Section 1, Rule 39 of the 1997 Revised Rules of Procedure should not be given retroactive effect in this case as it would result in great injustice to the petitioner. Undoubtedly, petitioner has the right to redeem the subject lot and this right is a substantive right. Petitioner followed the procedural rule then existing as well as the decisions of this Court governing the reckoning date of the period of redemption when he redeemed the subject lot. Unfortunately for petitioner, the rule was changed by the 1997 Revised Rules of Procedure which if applied retroactively would result in his losing the right to redeem the subject lot. It is difficult to reconcile the retroactive application of this procedural rule with the rule of fairness. Petitioner cannot be penalized with the loss of the subject lot when he faithfully followed the laws and the rule on the period of redemption when he made the redemption. (Tan v. CA, G.R. No. 136368, 16 January 2002)
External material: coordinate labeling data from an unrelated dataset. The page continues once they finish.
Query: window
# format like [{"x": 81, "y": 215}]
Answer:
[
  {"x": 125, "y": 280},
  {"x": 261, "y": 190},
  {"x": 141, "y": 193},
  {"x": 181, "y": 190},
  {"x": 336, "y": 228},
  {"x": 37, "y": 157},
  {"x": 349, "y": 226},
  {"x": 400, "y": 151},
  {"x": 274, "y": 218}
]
a. Retroactive if favorable to accused

Penal Laws shall have a retroactive effect insofar as they favor the persons guilty of a felony, who is not a habitual criminal, as this term is defined in Rule 5 of Article 62 of this Code, although at the time of the publication of such laws a final sentence has been pronounced and the convict is serving the same. (Article 22, Revised Penal Code)

For a long period it has been the settled doctrine in countries whose criminal laws are based on the Latin system that such laws are retroactive in so far as they favor the accused.  (People v. Parel, supra.)

Whenever a new statute dealing with crimes establishes conditions more lenient or favorable to the accused in regard to a certain offense, the statute becomes retroactive as to the offense and the accused must receive the benefit of the new conditions no matter whether the offense was committed before or after the enactment of the new statute. (People v. Parel, supra.)